5. Discussion and Conclusions

Similar to city land use allocation, indoor spatial optimal allocation is a complex process in which the complexity of searching for an optimum solution increases enormously with increases in the number of objects to be allocated and the size of the data set. However, indoor spatial optimal allocation has its own distinguishing characteristics. One is that human behavior should be considered in optimization modeling. The other is that the solving algorithm for this discrete domain problem is different since the constraints of the optimization model are more complex. Therefore, this paper derives an indoor spatial allocation model by minimizing certain area-weighted connectivity costs and proposes a MACO algorithm to solve the problem. The proposed algorithm contains three effective strategies, heuristic information, two-colony rules, and local search. A series of experiments proves that MACO is an efficient technique for generating alternative indoor allocation patterns.

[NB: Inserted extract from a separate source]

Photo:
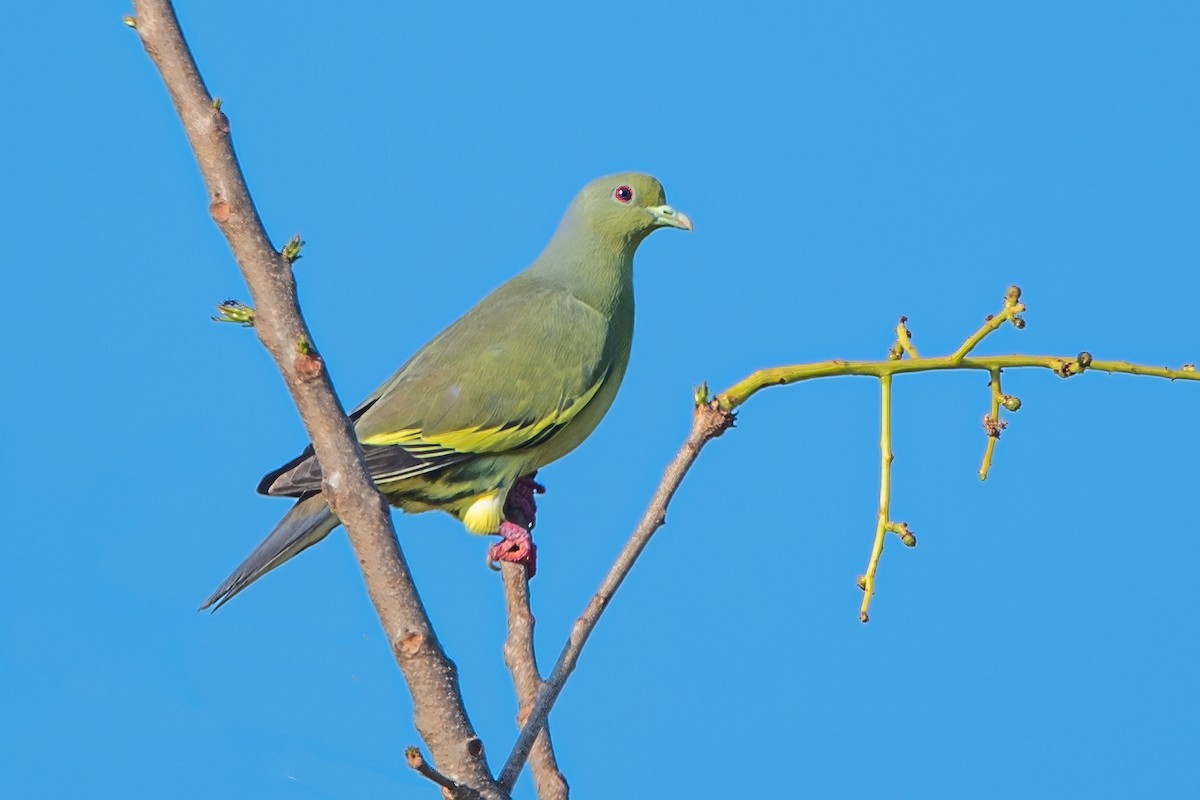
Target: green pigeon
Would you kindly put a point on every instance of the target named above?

This paper focused primarily on the application of an office building’s indoor spatial optimal allocation. Based on the model proposed in this paper, the objective function and constraints could be added or modified for different allocation demands in other application scenarios. The solution is easily extended to other indoor spatial allocation problems, such as allocation in school buildings and commercial centers. The indoor map processing and model optimization algorithm proposed in this paper is versatile and can accommodate other indoor spatial allocation problems.

However, some potential limitations exist that can be summarized from two points of view. First, the proposed model of indoor spatial optimal allocation is a simple version of a practical problem. For example, (1) only two types of departments, business and public, are considered in this model, (2) the tightness differences between different business departments and public departments are not considered, and (3) the demand differences of different departments for floors are not considered. Based on certain supportive data, these limitations could be eliminated. For the first limitation, the parameters of department type could be extended. For the second, the connectivity costs between business and public departments could have different weights. The higher the weight is, the closer the two departments are. For the third limitation, an index of demand suitability could be proposed, and an objective function that maximizes the total suitability could be established.

Second, ACO is a type of random algorithm, which means that it does not necessarily find the best solution; it can only provide a set of optimal solutions for the decision maker. In addition, as the scale of the data rises, the computation time of ACO increases dramatically. Methods to improve its calculation efficiency are a recommended topic for further study.